歌詞が大事、曲が大事、アレンジが大事、ヴォーカルの声が大事、ヴォーカルの顔が大事、などなど、どこに力点を置くのかは好みの問題である。

私などは、色々重視するけど、割とフィーリングなどと言ういい加減なものをしばしば重要視する。

フィーリング、言葉で説明しろといわれてもフィーリング(感覚)であるからして、それは非常に難しい。

しかし、わかりやすく言えば、楽しいときに楽しい曲が、悲しいときはダウナーな曲がしばしば好まれるのと同じような事である。

とはいえ、楽しい感じが好き、とか、そういう話ではない。

むしろ重要なのは、えも言われぬ感じである。

別に悲しい訳じゃないけど、殊更面白いわけでもない。

何となく物寂しいような、でもどこか気分が良いような、そういう曖昧な感覚に襲われる事ってないだろうか。

感情的には極ニュートラルなんだけど、感覚はどこかに振れている。

決して無ではないんだよ。

だけど何とも表現のしがたいときが確かにある。


音楽というのは、アーティストのなにかしらの感情も含めた心的状態を振動と言う物理的な感覚に置き換えたものであると言える。
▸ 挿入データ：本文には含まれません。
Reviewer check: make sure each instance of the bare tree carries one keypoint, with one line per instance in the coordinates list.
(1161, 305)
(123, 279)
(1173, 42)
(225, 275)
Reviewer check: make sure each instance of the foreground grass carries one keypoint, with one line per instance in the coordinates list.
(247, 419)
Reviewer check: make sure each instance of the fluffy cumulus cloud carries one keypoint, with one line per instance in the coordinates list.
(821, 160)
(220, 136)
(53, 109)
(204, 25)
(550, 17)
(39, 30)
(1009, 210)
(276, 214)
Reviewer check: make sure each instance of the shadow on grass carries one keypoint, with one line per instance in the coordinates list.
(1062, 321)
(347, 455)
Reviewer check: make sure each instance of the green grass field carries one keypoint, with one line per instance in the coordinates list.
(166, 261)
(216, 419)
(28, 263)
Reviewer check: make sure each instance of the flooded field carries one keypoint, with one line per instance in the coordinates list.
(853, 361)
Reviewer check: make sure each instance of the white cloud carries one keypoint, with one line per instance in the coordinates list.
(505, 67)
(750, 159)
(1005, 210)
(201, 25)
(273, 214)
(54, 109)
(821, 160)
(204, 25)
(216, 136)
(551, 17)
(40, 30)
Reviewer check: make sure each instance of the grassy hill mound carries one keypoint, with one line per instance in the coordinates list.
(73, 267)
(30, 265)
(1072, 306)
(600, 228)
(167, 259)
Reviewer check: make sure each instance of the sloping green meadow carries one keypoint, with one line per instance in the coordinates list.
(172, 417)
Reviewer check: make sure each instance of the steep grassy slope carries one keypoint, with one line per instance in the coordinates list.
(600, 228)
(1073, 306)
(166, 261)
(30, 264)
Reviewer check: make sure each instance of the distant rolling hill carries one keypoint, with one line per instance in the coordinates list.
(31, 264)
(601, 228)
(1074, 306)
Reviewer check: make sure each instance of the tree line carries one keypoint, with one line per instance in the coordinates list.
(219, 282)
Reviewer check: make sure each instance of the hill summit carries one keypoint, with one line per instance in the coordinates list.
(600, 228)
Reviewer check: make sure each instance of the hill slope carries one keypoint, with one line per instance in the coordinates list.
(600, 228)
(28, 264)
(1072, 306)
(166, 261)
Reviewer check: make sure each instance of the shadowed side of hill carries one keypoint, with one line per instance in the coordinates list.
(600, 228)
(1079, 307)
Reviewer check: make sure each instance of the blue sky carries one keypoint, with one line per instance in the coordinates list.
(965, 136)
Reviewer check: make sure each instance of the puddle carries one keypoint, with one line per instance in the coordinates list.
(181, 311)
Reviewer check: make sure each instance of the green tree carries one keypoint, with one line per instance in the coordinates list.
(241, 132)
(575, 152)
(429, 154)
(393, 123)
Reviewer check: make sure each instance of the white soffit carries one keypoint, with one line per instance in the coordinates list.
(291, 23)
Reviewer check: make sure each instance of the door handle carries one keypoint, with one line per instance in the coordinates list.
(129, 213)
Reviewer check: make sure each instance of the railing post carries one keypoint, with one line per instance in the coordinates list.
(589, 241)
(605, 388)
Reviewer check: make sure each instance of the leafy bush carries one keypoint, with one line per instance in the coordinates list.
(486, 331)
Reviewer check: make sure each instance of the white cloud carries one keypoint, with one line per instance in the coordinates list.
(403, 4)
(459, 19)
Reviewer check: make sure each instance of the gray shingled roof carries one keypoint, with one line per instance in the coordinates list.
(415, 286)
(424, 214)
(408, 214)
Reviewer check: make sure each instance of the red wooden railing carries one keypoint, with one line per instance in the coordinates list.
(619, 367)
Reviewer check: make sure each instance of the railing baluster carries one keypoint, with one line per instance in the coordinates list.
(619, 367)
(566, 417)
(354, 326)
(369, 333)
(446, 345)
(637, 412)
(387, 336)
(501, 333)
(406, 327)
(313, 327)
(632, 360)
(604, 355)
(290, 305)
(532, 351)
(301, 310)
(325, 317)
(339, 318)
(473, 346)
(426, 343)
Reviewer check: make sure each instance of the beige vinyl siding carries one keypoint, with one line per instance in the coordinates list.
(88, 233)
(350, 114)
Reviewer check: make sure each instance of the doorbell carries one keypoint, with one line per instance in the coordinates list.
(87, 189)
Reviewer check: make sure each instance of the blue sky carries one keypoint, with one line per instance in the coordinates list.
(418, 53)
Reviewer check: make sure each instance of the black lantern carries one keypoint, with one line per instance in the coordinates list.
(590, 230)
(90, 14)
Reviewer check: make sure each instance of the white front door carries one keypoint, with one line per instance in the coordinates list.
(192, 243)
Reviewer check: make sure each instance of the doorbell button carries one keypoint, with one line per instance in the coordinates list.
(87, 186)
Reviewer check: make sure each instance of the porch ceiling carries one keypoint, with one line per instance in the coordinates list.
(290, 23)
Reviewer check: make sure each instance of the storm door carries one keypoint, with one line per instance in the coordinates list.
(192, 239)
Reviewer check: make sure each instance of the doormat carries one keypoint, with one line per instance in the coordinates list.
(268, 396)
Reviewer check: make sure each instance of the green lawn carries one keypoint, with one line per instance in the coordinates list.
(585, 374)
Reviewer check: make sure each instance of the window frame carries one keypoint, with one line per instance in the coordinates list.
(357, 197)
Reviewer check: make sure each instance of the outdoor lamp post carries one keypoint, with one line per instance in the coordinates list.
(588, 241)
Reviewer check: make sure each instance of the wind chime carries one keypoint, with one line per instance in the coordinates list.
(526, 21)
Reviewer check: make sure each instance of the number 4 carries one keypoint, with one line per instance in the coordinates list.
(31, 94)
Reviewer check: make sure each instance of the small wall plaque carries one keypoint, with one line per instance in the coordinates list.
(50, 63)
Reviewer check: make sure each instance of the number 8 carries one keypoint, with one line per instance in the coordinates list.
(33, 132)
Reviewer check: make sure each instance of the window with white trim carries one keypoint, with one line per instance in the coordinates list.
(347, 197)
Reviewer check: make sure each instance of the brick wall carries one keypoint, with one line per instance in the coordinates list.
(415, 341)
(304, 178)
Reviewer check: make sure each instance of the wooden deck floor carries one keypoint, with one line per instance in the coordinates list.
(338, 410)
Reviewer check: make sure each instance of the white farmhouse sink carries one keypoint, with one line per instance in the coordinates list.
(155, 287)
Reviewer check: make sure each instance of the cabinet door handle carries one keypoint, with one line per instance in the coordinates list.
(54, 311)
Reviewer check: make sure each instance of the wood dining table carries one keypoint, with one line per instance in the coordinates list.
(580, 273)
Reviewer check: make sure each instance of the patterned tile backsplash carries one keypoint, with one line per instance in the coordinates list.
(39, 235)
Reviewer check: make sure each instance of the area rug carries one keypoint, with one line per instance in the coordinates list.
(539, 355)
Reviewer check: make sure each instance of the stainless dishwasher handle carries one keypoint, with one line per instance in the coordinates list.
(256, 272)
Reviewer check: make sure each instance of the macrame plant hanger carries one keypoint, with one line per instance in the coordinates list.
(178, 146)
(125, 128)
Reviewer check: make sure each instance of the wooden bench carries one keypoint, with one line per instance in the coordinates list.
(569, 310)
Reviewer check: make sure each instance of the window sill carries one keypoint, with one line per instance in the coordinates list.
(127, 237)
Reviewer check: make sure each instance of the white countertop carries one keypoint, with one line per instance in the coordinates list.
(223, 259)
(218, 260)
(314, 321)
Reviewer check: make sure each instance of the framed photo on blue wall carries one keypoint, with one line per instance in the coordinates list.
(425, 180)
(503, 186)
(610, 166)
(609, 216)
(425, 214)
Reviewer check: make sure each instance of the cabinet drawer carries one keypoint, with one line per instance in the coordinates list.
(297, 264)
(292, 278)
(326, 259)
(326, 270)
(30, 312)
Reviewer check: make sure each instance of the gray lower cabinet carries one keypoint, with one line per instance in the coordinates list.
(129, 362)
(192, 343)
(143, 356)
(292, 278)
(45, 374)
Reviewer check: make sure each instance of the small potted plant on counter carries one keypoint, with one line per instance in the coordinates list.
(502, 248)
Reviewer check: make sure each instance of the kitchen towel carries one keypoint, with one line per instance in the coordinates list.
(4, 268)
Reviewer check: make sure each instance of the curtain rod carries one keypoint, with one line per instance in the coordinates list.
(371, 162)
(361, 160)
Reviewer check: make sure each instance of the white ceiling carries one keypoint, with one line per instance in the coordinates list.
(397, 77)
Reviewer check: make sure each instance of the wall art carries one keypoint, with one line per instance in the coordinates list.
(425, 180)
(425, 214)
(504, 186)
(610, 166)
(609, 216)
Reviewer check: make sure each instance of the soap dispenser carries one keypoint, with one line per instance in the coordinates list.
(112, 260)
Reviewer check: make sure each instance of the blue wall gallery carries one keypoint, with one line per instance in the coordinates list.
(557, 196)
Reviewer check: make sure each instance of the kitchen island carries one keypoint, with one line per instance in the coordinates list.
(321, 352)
その振動の羅列が聴くものに様々な感覚や感情を呼び起こす訳である。

表現する為には、何かしら強い感情なり何なりがあった方がやりやすいのは確かで、世の流行歌がしばしば似たような傾向(最近でいえば女子中高生に人気なJ-POP系などで失恋などがモチーフになっているものが多いとか)が見受けられるのも、ある意味ではそういう元となる感情の出所が同じであると言うことがあるだろう。

だからこそ大衆受けするともいえるのかもしれないけど。

逆に、曖昧な感覚を表現するというのは実に難しい。

言葉にできないんだけど、なんていう経験は誰しもしているだろうから感覚的には理解できるだろう。
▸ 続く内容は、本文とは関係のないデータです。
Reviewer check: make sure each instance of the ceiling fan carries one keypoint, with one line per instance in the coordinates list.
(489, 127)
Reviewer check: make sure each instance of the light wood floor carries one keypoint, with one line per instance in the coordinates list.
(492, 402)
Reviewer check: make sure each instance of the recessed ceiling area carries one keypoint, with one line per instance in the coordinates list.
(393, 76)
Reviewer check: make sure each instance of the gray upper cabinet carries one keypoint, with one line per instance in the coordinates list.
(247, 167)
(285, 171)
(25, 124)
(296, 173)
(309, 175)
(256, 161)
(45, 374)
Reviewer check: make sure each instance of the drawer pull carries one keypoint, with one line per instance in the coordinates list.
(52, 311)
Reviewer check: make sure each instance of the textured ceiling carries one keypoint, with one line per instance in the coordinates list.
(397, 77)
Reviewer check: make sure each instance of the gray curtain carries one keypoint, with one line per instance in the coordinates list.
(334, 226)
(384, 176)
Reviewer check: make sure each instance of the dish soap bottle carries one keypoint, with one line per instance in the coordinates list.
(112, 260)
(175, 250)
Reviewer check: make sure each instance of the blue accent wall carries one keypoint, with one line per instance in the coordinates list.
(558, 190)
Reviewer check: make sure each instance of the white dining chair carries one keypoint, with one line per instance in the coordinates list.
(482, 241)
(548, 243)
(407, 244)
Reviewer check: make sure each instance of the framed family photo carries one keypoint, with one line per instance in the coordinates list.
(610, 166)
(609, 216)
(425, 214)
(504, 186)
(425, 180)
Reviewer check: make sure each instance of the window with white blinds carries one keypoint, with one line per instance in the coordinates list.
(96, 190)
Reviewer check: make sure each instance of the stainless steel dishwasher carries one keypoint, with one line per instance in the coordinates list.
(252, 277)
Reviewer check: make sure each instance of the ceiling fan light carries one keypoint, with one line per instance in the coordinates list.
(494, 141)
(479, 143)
その言葉にできなさは、別に何もない訳ではないという事を物語っている。

うれしいやら、悲しいやら、ムカつくやら喜ばしいやら、そんな一見相反する感情が同時に存在する事は、思いのほかザラである。

ザラではあるが、しかし表現することはやはり難しいのである。

そんな微妙な感覚を何となく表現しているな、と時に感じる事があり、そんな音楽に出会うと思いがけずハマってしまい、自分でも何が良くて聞いているのかはわからないが、それでもやけに好き、と感じるものがある訳である。
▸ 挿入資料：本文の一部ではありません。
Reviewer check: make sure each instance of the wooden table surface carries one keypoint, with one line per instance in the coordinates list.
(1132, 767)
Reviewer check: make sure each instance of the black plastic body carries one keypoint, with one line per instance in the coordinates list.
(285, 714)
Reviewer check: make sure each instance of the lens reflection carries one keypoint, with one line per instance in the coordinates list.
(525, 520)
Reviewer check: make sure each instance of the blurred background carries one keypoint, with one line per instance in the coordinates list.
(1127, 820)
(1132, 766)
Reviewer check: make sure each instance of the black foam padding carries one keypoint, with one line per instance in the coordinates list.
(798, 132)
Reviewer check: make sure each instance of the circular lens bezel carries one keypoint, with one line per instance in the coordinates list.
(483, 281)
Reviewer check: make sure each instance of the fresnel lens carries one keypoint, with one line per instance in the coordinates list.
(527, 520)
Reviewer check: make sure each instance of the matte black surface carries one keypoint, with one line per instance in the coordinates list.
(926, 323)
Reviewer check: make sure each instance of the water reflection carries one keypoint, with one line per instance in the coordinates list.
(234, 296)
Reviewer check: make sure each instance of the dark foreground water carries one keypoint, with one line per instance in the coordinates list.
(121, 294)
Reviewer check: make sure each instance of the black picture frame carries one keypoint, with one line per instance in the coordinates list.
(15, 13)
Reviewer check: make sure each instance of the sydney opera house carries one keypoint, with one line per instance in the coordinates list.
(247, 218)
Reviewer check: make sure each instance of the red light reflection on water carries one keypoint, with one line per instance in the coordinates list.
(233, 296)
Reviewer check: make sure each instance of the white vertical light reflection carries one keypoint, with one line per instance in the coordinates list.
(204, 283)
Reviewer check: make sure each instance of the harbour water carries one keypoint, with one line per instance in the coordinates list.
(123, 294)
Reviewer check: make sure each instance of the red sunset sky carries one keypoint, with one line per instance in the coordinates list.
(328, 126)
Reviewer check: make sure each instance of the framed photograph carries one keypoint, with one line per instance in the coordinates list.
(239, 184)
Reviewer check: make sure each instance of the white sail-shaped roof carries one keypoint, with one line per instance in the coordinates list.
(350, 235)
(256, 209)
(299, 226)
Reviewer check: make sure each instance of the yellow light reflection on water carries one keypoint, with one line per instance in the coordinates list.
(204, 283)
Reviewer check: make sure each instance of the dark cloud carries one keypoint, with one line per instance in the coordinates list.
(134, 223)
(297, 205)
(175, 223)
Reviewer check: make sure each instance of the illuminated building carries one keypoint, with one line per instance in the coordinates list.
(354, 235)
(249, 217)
以前にも「よくわからないけど好き」と書いた事があるが、ふとそんな事を聞きながら思ったのはTV On The Radioである。

今日は2ndを聞いていたのであるが、これがよかった。

夕方、ちょっとした用事で出掛けたその帰り道に聞きながら、夕暮れの中でふとそう思ったのである。

ちょっと週末は色々ありまして、思うところもありまして、そんな訳であれこれ考えつつ、至極複雑なものを内面に抱きながら歩いていた。

このアルバムは年間ベストにも世界中で選出された作品ではあるが、個人的な感想としては一番地味な作品だと思っている。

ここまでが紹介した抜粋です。